Tra le terapie palliative la dieta chetogenica trova una sua collocazione, anche se i risultati non sempre sono soddisfacenti. «Ottenere un risultato è molto difficile – ammette Tassi –. Occorre seguire in maniera rigorosa le indicazioni del medico per almeno due mesi. Un periodo sufficiente per valutare la capacità della dieta di cambiare il metabolismo e di aumentare i chetoni nel sangue. Passato quel periodo si valuta il peso della dieta sul paziente. Se ci sono cenni incoraggianti si procede per almeno sei mesi, dopodiché si passa ad un regime alimentare di mantenimento meno rigido. Purtroppo, solo il 50% dei pazienti che si sottopongono alla dieta chetogenica ottengono dei miglioramenti che comunque non vanno mai oltre ad una riduzione del 50% delle crisi epilettiche».
Le statistiche dicono che sulla popolazione pediatrica la dieta chetogenica funziona meglio, «anche se abituare un bambino ad un regime alimentare così stringente non è facile, viene usata in particolare con i piccoli pazienti quando c’è una encefalopatia epilettica, ovvero quando c’è uno stato di epilessia, ma anche di sofferenza del sistema nervoso centrale con un ritardo cognitivo o altri deficit», ammette Tassi.
Quando si parla di epilessia non mancano i consigli e le raccomandazioni di chi pensa di avere le risposte a ogni quesito. E così capita di leggere che togliendo il caffè e la Coca Cola dalla tavola si aiuti chi ha problemi di epilessia. «Non è così – puntualizza la presidente di Lice –. Non esistono alimenti vietati, a volte ci sono controindicazioni alla terapia farmacologica somministrata. Per esempio, alcuni farmaci non possono essere assunti con la spremuta di pompelmo che ne inibisce l’assorbimento. In questo caso sarà lo stesso medico a segnalare il divieto al paziente. Altrimenti l’alimentazione è libera. Meglio se varia. Il consiglio che posso dare è di non farsi imbrogliare da soggetti che millantano professionalità che non hanno. Quando ci sono dei dubbi è meglio rivolgersi agli epilettologi di riferimento ed evitare danni più gravi».

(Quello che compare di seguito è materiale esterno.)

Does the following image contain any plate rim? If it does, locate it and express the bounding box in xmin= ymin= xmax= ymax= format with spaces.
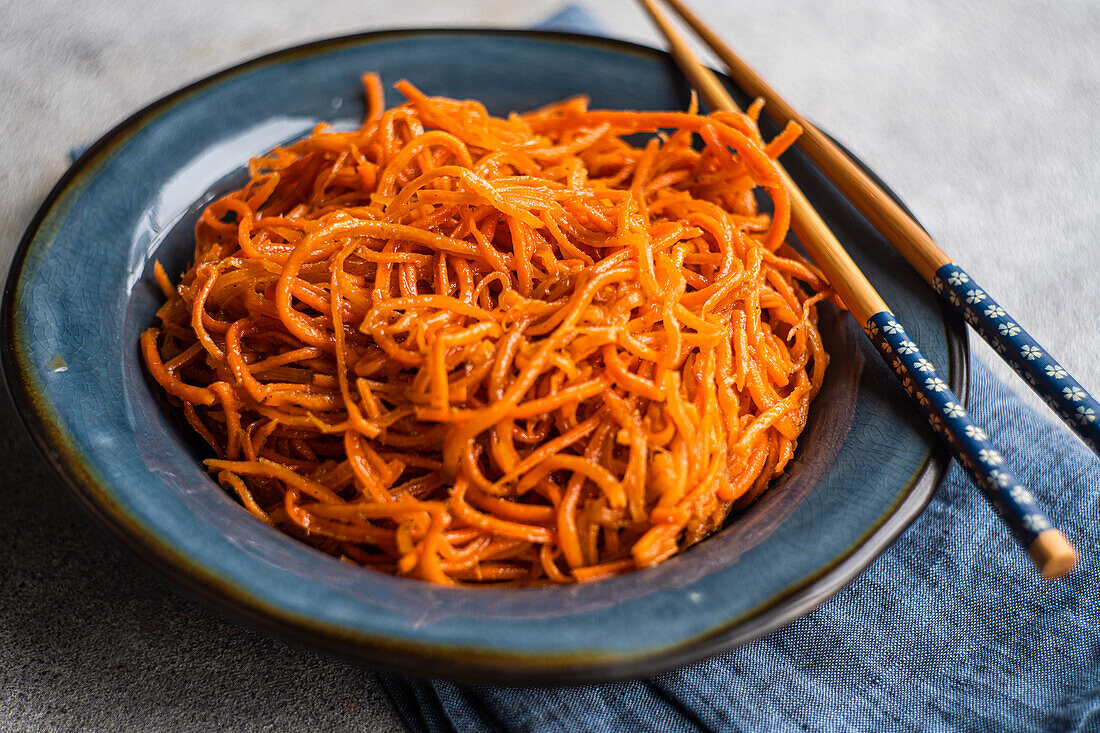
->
xmin=0 ymin=28 xmax=970 ymax=685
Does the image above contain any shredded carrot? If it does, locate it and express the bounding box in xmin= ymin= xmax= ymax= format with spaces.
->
xmin=141 ymin=74 xmax=832 ymax=586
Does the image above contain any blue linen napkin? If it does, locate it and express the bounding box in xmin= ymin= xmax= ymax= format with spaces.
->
xmin=381 ymin=6 xmax=1100 ymax=733
xmin=382 ymin=354 xmax=1100 ymax=732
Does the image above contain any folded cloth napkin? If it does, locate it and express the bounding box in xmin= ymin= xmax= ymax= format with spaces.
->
xmin=382 ymin=7 xmax=1100 ymax=732
xmin=382 ymin=361 xmax=1100 ymax=732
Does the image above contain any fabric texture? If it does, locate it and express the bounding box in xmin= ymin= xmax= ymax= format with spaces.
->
xmin=382 ymin=362 xmax=1100 ymax=733
xmin=381 ymin=7 xmax=1100 ymax=733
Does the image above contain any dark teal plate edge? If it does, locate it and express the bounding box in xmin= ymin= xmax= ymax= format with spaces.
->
xmin=0 ymin=28 xmax=969 ymax=685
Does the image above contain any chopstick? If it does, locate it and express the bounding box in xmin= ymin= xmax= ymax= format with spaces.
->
xmin=639 ymin=0 xmax=1077 ymax=578
xmin=651 ymin=0 xmax=1100 ymax=456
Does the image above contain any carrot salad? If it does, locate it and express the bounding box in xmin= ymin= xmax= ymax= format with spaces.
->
xmin=141 ymin=74 xmax=831 ymax=586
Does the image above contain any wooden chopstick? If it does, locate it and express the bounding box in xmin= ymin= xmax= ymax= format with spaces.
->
xmin=651 ymin=0 xmax=1100 ymax=456
xmin=639 ymin=0 xmax=1077 ymax=578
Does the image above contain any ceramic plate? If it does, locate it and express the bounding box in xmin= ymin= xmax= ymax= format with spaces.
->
xmin=3 ymin=30 xmax=967 ymax=683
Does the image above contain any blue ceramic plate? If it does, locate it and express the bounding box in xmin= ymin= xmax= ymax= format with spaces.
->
xmin=3 ymin=31 xmax=966 ymax=682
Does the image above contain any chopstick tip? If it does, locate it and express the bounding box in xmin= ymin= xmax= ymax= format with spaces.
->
xmin=1027 ymin=528 xmax=1077 ymax=580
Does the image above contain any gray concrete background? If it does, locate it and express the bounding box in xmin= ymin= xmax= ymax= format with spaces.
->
xmin=0 ymin=0 xmax=1100 ymax=731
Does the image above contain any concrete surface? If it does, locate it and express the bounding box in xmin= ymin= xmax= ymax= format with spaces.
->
xmin=0 ymin=0 xmax=1100 ymax=731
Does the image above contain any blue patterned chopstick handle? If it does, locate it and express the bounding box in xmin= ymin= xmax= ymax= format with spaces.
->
xmin=864 ymin=310 xmax=1052 ymax=549
xmin=933 ymin=263 xmax=1100 ymax=455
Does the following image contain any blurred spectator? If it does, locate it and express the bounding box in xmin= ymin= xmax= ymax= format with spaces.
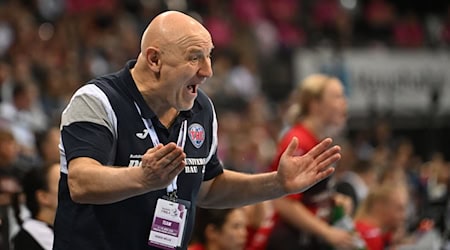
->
xmin=0 ymin=127 xmax=23 ymax=249
xmin=441 ymin=4 xmax=450 ymax=46
xmin=0 ymin=83 xmax=47 ymax=158
xmin=359 ymin=0 xmax=396 ymax=45
xmin=188 ymin=208 xmax=247 ymax=250
xmin=37 ymin=127 xmax=61 ymax=165
xmin=13 ymin=163 xmax=59 ymax=250
xmin=393 ymin=12 xmax=425 ymax=48
xmin=336 ymin=160 xmax=377 ymax=214
xmin=355 ymin=184 xmax=408 ymax=250
xmin=267 ymin=74 xmax=353 ymax=250
xmin=243 ymin=201 xmax=275 ymax=250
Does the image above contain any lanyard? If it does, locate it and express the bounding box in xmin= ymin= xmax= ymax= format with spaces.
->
xmin=134 ymin=103 xmax=187 ymax=194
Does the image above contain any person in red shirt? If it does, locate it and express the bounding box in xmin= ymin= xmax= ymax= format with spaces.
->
xmin=188 ymin=208 xmax=247 ymax=250
xmin=267 ymin=74 xmax=352 ymax=250
xmin=355 ymin=184 xmax=408 ymax=250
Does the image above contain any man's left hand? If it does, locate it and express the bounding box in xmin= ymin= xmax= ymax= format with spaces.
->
xmin=277 ymin=137 xmax=341 ymax=194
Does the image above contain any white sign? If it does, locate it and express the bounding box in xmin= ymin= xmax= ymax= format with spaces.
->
xmin=294 ymin=49 xmax=450 ymax=116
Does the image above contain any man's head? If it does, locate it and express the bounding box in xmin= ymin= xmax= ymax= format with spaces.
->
xmin=133 ymin=11 xmax=213 ymax=111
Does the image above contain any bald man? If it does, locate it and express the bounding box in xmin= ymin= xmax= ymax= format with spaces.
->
xmin=54 ymin=11 xmax=340 ymax=250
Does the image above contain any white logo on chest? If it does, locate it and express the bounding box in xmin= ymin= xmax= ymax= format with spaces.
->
xmin=184 ymin=166 xmax=198 ymax=174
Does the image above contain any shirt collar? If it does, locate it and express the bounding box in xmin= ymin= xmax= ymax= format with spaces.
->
xmin=120 ymin=60 xmax=202 ymax=119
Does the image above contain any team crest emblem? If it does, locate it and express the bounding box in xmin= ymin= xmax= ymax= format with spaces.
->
xmin=188 ymin=123 xmax=205 ymax=148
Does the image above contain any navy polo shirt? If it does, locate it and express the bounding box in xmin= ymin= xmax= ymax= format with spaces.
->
xmin=54 ymin=61 xmax=223 ymax=250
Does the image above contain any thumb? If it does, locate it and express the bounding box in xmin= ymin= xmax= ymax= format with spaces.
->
xmin=284 ymin=137 xmax=298 ymax=156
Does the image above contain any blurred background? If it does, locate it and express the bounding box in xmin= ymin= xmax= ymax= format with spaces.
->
xmin=0 ymin=0 xmax=450 ymax=249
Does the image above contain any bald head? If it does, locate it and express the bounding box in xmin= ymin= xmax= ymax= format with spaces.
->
xmin=141 ymin=11 xmax=211 ymax=53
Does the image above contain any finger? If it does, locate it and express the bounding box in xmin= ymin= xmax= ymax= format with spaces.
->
xmin=317 ymin=153 xmax=341 ymax=171
xmin=145 ymin=144 xmax=163 ymax=154
xmin=154 ymin=142 xmax=177 ymax=160
xmin=169 ymin=154 xmax=186 ymax=178
xmin=306 ymin=138 xmax=333 ymax=159
xmin=158 ymin=147 xmax=186 ymax=165
xmin=284 ymin=137 xmax=298 ymax=156
xmin=316 ymin=146 xmax=341 ymax=166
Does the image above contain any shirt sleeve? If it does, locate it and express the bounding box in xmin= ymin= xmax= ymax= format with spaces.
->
xmin=61 ymin=122 xmax=113 ymax=165
xmin=61 ymin=84 xmax=117 ymax=165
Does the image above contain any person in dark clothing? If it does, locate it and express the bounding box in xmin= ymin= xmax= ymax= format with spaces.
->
xmin=13 ymin=163 xmax=59 ymax=250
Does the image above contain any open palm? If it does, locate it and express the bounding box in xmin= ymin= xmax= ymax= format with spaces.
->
xmin=278 ymin=137 xmax=341 ymax=193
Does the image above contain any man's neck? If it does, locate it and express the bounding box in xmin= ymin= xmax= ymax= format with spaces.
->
xmin=36 ymin=208 xmax=55 ymax=226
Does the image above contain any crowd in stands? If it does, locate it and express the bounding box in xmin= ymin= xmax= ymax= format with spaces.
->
xmin=0 ymin=0 xmax=450 ymax=249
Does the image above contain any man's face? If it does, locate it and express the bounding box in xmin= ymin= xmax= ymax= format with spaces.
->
xmin=161 ymin=30 xmax=213 ymax=111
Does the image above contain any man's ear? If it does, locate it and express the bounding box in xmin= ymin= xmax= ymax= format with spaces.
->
xmin=145 ymin=47 xmax=161 ymax=73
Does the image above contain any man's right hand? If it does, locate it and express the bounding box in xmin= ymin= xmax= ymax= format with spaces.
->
xmin=141 ymin=142 xmax=186 ymax=190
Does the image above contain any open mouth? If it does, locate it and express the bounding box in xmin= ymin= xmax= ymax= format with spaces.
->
xmin=187 ymin=84 xmax=197 ymax=94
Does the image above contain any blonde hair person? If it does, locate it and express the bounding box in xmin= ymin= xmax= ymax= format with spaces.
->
xmin=53 ymin=11 xmax=340 ymax=250
xmin=268 ymin=74 xmax=352 ymax=250
xmin=285 ymin=74 xmax=347 ymax=136
xmin=355 ymin=183 xmax=409 ymax=250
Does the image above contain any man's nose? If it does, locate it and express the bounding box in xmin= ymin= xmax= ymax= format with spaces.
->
xmin=198 ymin=58 xmax=213 ymax=78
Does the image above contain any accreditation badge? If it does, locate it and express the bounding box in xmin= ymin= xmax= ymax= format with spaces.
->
xmin=148 ymin=198 xmax=190 ymax=250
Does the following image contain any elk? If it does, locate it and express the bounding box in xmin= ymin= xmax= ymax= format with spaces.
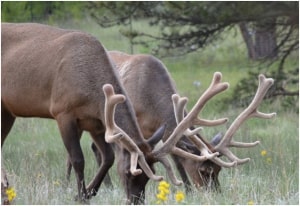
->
xmin=74 ymin=51 xmax=275 ymax=200
xmin=1 ymin=23 xmax=227 ymax=204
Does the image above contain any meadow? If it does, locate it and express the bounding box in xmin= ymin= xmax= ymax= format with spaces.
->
xmin=1 ymin=19 xmax=299 ymax=205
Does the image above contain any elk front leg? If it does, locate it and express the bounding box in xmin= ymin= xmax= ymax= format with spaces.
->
xmin=56 ymin=114 xmax=88 ymax=202
xmin=87 ymin=132 xmax=115 ymax=196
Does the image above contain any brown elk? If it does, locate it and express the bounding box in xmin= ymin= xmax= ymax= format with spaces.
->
xmin=1 ymin=23 xmax=216 ymax=203
xmin=78 ymin=51 xmax=274 ymax=200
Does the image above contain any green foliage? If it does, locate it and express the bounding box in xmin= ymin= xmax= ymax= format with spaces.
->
xmin=1 ymin=1 xmax=86 ymax=23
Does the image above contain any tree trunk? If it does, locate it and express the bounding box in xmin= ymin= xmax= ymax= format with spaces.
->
xmin=239 ymin=19 xmax=277 ymax=60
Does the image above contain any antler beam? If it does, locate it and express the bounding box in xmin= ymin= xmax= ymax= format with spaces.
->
xmin=215 ymin=74 xmax=276 ymax=164
xmin=153 ymin=72 xmax=229 ymax=164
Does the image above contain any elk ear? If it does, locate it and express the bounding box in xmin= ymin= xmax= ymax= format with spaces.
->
xmin=147 ymin=124 xmax=167 ymax=149
xmin=210 ymin=132 xmax=223 ymax=146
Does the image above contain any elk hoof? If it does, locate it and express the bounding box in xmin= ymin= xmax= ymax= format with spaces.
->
xmin=130 ymin=169 xmax=143 ymax=176
xmin=74 ymin=195 xmax=90 ymax=205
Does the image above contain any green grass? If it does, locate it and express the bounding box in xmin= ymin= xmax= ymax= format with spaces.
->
xmin=1 ymin=19 xmax=299 ymax=205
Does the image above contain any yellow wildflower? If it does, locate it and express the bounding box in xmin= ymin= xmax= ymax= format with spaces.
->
xmin=158 ymin=181 xmax=170 ymax=188
xmin=260 ymin=150 xmax=267 ymax=157
xmin=156 ymin=193 xmax=167 ymax=201
xmin=175 ymin=191 xmax=184 ymax=202
xmin=5 ymin=187 xmax=17 ymax=202
xmin=266 ymin=157 xmax=272 ymax=164
xmin=158 ymin=186 xmax=170 ymax=194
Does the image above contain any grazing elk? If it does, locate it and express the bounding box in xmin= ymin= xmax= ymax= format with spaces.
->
xmin=1 ymin=23 xmax=213 ymax=203
xmin=74 ymin=51 xmax=274 ymax=201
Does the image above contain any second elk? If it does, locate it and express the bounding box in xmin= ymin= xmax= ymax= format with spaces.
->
xmin=69 ymin=51 xmax=275 ymax=202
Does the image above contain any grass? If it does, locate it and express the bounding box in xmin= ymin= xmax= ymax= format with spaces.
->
xmin=1 ymin=19 xmax=299 ymax=205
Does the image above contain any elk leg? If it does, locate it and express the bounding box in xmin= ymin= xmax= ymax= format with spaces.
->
xmin=1 ymin=106 xmax=16 ymax=147
xmin=91 ymin=143 xmax=113 ymax=187
xmin=87 ymin=133 xmax=115 ymax=196
xmin=66 ymin=132 xmax=82 ymax=182
xmin=56 ymin=114 xmax=88 ymax=201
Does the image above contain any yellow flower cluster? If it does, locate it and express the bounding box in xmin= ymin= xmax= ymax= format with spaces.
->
xmin=156 ymin=181 xmax=170 ymax=203
xmin=156 ymin=181 xmax=185 ymax=204
xmin=260 ymin=150 xmax=267 ymax=157
xmin=5 ymin=187 xmax=17 ymax=202
xmin=260 ymin=150 xmax=272 ymax=164
xmin=175 ymin=191 xmax=184 ymax=202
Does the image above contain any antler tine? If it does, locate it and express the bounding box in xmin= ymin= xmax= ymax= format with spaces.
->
xmin=103 ymin=84 xmax=163 ymax=181
xmin=215 ymin=74 xmax=276 ymax=164
xmin=172 ymin=85 xmax=236 ymax=167
xmin=153 ymin=72 xmax=229 ymax=161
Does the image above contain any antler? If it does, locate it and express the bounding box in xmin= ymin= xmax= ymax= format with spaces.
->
xmin=215 ymin=74 xmax=276 ymax=164
xmin=103 ymin=84 xmax=163 ymax=181
xmin=173 ymin=91 xmax=236 ymax=167
xmin=153 ymin=72 xmax=234 ymax=166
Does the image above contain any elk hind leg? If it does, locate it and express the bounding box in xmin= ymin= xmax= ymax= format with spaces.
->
xmin=56 ymin=115 xmax=88 ymax=202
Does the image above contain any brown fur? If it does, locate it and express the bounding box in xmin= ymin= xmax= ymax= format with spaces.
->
xmin=1 ymin=23 xmax=164 ymax=202
xmin=108 ymin=51 xmax=221 ymax=192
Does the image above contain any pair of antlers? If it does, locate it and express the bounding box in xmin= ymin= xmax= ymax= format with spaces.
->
xmin=103 ymin=72 xmax=276 ymax=185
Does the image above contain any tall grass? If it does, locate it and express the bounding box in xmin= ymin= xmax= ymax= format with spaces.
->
xmin=1 ymin=19 xmax=299 ymax=205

Proprio la pandemia sembra aver alimentato molte fake news, che prontamente la dottoressa Tassi smentisce: «Non ci sono controindicazioni al vaccino anti-Covid. L’unico problema riguarda la febbre che potrebbe essere accompagnata da una crisi. Allora per non incorrere in spiacevoli effetti collaterali è opportuno fare il vaccino in regime protetto con il ricovero o somministrare antipiretici (es Paracetamolo) per tenere sotto controllo la temperatura».